Comme personne n'a à ce jour trouvé la solution miracle
d'enseignement des langues étrangères, il est parfaitement
légitime de continuer à expérimenter. Il n'existe aucun argument
réellement sérieux qui oblige à utiliser une méthode plutôt
qu'une autre, et surtout qui justifie d'interdire spécifiquement
l'usage d'une méthode. Comme les résultats scientifiques sont là
pour démontrer la valeur propédeutique de l'Esperanto, la mise
en oeuvre de la méthode est justifiable.



Le caractère ouvert du champ de concurrence pour les méthodes de
langues, l'extrême difficulté à se substituer frontalement à
l'Anglais comme langue de communication internationale et mon
expérience antérieure expliquent pourquoi je pense qu'il faut se
focaliser sur une niche, et que la préparation à l'apprentissage
des langues est la niche favorable au développement
futur de l'Esperanto.





Mon second argument tient à ce que la préparation à
l'apprentissage des langues étrangères est aujourd'hui de la
responsabilité des instituteurs et institutrices,
enseignants du cycle primaire. Ils sont soumis à une forte
pression sociale des parents, qui sont conscients de
l'importance pour leur enfant de connaître au moins une langue
étrangère de communication, ainsi qu'aux exigences de leur
hiérarchie et des programmes. En revanche, les instituteurs et
institutrices n'ont en général pas de formation appropriée en
Anglais (ou dans d'autre langue étrangère) pour faire face à ces
nouvelles obligations et exigences. Ils cherchent à se former,
sous une forte pression de temps, et aboutissent à un résultat
médiocre, insatisfaisant pour eux, et ultimement pour leurs
élèves. La médiocrité des connaissances en langues étrangères
des instituteurs est liée à ce que l'apprentissage sérieux d'une
langue étrangère naturelle est un processus long et difficile,
comme vous le savez.



Si en revanche les instituteurs et institutrices européens se
voient proposer une méthode de préparation à l'apprentissage des
langues étrangères qui leur demande un effort de formation
réduit pour un résultat rapide, fiable et tangible, à savoir une
méthode fondée sur l'Esperanto, ils peuvent se transformer pour
vous en des alliés nombreux et  influents. À
nouveau, mon expérience de l'introduction d'innovations dans un
champ social me montre que la mobilisation d'alliés est
essentielle au succès.





Enfin, et ce sera mon dernier argument, je pense que
l'enseignement de l'Esperanto, dans le cadre d'un réseau de
jumelage de classes de l'enseignement primaire utilisant des
techniques de télécommunication Internet et des échanges
physiques, présente des qualités de performance dans
l'enseignement des langues inaccessibles à toute autre méthode.
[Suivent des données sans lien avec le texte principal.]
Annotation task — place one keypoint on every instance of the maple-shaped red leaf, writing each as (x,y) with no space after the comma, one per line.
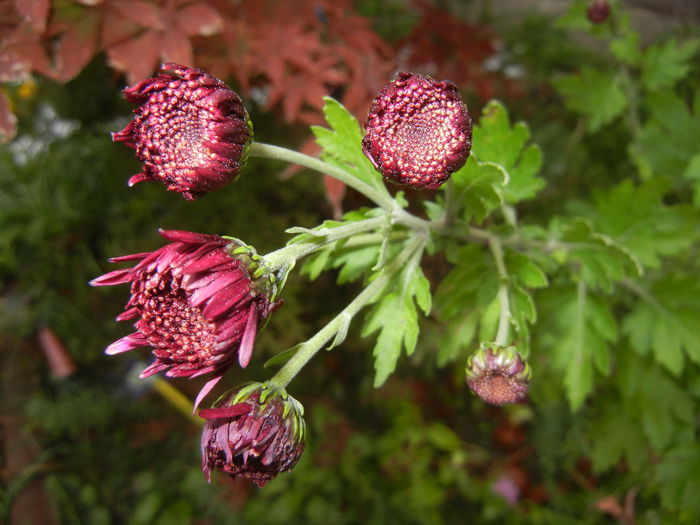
(75,46)
(8,121)
(144,14)
(137,57)
(36,12)
(199,20)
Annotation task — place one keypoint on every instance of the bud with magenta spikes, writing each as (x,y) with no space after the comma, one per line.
(255,432)
(497,374)
(191,131)
(418,131)
(199,302)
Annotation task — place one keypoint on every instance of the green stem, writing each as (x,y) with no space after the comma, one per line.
(268,151)
(339,324)
(503,297)
(287,255)
(379,195)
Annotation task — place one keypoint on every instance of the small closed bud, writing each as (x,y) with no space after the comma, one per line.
(418,131)
(255,432)
(191,131)
(598,12)
(498,375)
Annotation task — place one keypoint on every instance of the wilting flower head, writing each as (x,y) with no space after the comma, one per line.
(418,131)
(190,131)
(256,433)
(199,302)
(598,11)
(498,375)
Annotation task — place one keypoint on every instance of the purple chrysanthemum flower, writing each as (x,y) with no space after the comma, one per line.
(498,375)
(190,130)
(256,433)
(199,301)
(418,131)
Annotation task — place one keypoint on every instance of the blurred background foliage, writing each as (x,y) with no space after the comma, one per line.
(84,441)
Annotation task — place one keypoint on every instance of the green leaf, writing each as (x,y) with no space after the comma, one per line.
(652,151)
(496,141)
(478,188)
(665,322)
(342,144)
(596,95)
(636,217)
(678,482)
(395,317)
(587,327)
(616,435)
(666,63)
(602,260)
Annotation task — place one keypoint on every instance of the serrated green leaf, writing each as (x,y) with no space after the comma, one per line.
(653,153)
(342,144)
(665,63)
(496,141)
(626,47)
(478,189)
(665,321)
(526,271)
(603,261)
(679,484)
(636,217)
(587,328)
(597,95)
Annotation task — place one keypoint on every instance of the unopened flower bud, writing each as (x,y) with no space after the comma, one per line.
(191,131)
(498,375)
(255,432)
(418,131)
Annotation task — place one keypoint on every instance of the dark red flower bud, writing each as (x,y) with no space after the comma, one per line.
(255,433)
(598,12)
(199,300)
(418,131)
(190,131)
(498,375)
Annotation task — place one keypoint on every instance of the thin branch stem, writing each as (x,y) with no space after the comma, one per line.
(341,321)
(503,296)
(268,151)
(287,255)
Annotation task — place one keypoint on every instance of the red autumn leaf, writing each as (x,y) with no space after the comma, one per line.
(8,121)
(12,67)
(35,11)
(144,14)
(75,48)
(199,19)
(175,47)
(137,57)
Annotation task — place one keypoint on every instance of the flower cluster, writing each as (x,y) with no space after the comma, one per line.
(255,432)
(200,300)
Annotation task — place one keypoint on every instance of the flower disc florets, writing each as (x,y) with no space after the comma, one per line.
(199,301)
(190,131)
(498,375)
(255,433)
(418,131)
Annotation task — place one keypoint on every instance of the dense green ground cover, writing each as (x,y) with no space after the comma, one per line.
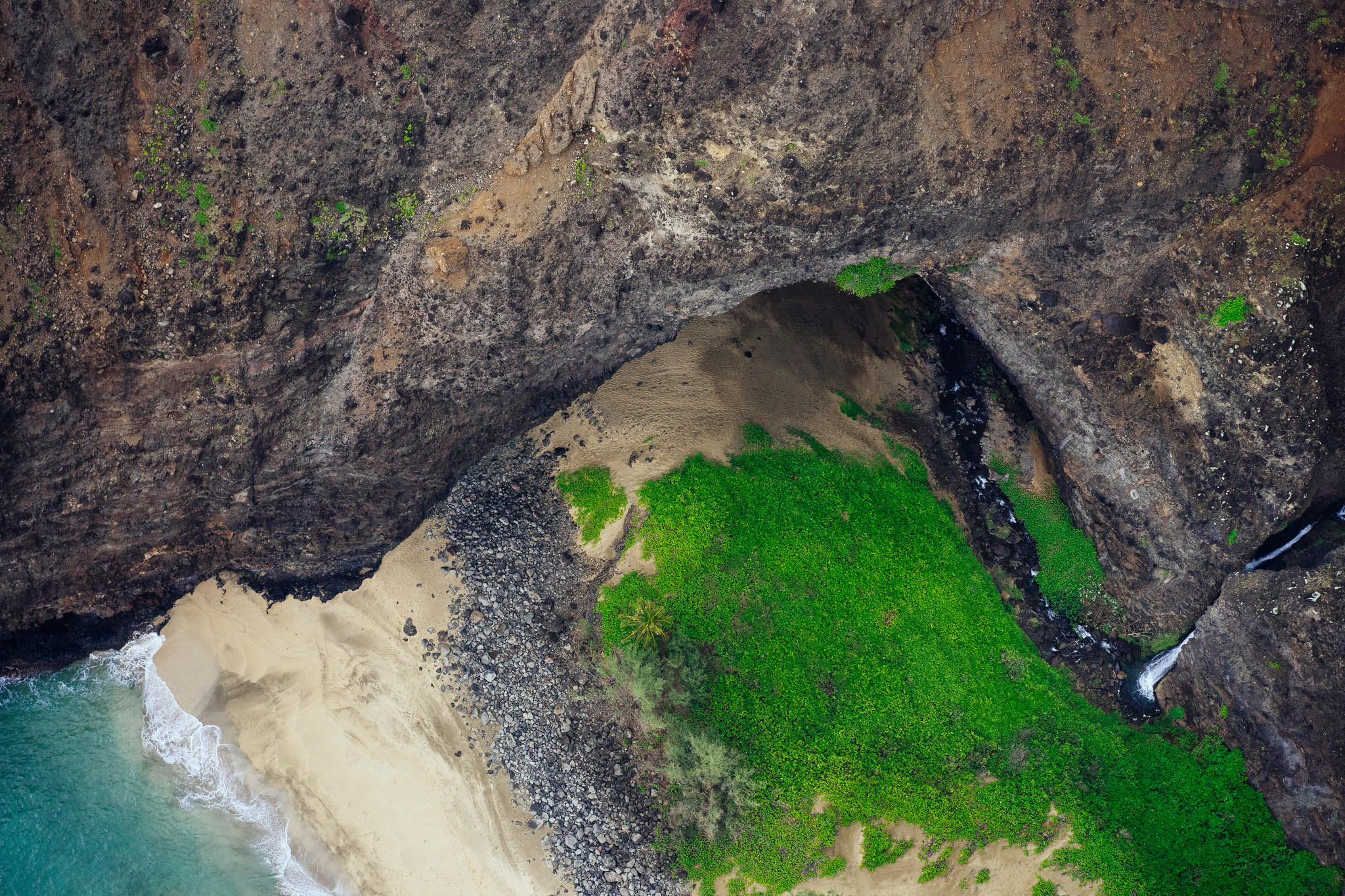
(1067,557)
(594,496)
(837,630)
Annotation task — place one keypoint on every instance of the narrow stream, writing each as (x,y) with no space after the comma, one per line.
(1145,677)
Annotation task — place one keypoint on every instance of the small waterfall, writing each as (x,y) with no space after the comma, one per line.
(1281,548)
(1155,671)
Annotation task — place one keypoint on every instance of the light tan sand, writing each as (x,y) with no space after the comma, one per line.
(694,394)
(1013,871)
(328,703)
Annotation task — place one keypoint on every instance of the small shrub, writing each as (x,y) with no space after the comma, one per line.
(1067,555)
(715,790)
(937,868)
(880,849)
(1015,664)
(1235,310)
(872,277)
(594,496)
(636,676)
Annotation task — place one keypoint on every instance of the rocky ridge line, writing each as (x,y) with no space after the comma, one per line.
(514,664)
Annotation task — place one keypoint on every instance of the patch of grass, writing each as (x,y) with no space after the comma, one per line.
(880,849)
(405,205)
(1235,310)
(1222,78)
(843,640)
(1069,558)
(595,498)
(1072,77)
(1158,644)
(872,277)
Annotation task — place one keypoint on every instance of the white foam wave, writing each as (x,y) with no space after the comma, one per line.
(213,774)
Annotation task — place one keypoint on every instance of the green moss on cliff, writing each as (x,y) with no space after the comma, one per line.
(853,647)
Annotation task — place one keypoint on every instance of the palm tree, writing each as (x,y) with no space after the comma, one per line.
(648,622)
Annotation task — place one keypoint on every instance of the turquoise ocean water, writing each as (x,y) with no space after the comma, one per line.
(106,788)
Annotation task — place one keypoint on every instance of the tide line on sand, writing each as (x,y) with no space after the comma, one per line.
(332,704)
(211,773)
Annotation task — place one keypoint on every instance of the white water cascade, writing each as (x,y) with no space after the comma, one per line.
(1279,550)
(1157,668)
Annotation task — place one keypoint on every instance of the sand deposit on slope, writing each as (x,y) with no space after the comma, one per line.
(330,704)
(692,396)
(1013,870)
(776,360)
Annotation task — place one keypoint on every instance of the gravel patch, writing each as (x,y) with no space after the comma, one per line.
(512,667)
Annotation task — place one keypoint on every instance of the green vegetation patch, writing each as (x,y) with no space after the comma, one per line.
(872,277)
(833,633)
(1067,557)
(595,498)
(880,849)
(1235,310)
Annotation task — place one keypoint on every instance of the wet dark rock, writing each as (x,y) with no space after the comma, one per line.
(1265,672)
(1119,324)
(155,46)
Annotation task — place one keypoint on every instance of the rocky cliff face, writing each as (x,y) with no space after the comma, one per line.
(273,273)
(1265,672)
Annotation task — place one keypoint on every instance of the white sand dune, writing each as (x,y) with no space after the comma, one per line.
(330,704)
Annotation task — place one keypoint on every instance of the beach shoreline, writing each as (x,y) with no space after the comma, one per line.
(331,706)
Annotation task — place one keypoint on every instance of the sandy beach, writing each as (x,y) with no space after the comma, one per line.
(330,703)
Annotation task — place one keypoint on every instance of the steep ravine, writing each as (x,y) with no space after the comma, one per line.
(272,277)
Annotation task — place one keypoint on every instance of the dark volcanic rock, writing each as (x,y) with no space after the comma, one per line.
(1265,671)
(359,276)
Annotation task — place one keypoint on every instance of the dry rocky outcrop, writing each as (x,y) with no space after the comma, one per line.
(234,332)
En effet, l'Esperanto, du fait de sa structure pleinement
logique, de sa conformité avec la manière naturelle d'apprendre
une langue par généralisation des observations initiales, est
source de résultats rapides, et donc de gratification
pour les élèves. Cette gratification, le sentiment que l'on
obtient des résultats tangibles et rapides, est un facteur
important du désir d'apprendre. Vous connaissez déjà cet
argument, que vous avez développé pour le "tremplin pour les
langues".



En plus de cet avantage intrinsèque que constitue la simplicité
et la logique de l'Esperanto, la mobilisation d'un réseau
international de jumelage entre classes, avec une possibilité de
dialogue direct via Internet (par écrit par clavardage ou
oralement, avec des outils comme Skype) apporte une source
supplémentaire de motivation à l'apprentissage. Les
élèves expérimentent directement, et très rapidement (beaucoup
plus tôt qu'avec toute autre langue concurrente de l'Esperanto),
que l'apprentissage d'une langue donne accès à des personnes
avec lesquelles il serait impossible de communiquer sinon. Cette
observation directe, au terme de moins d'un an, que
l'apprentissage est concrètement utile, et qu'il permet de
parler, d'écrire et de dialoguer avec des homologues à travers
toute l'Europe, constitue une ouverture et une motivation
potentiellement très puissante à apprendre les langues, et à
découvrir la culture et la vie de l'autre. En cette "année
européenne du dialogue interculturel" de 2008, cet objectif peut
justifier d'un accueil favorable des autorités...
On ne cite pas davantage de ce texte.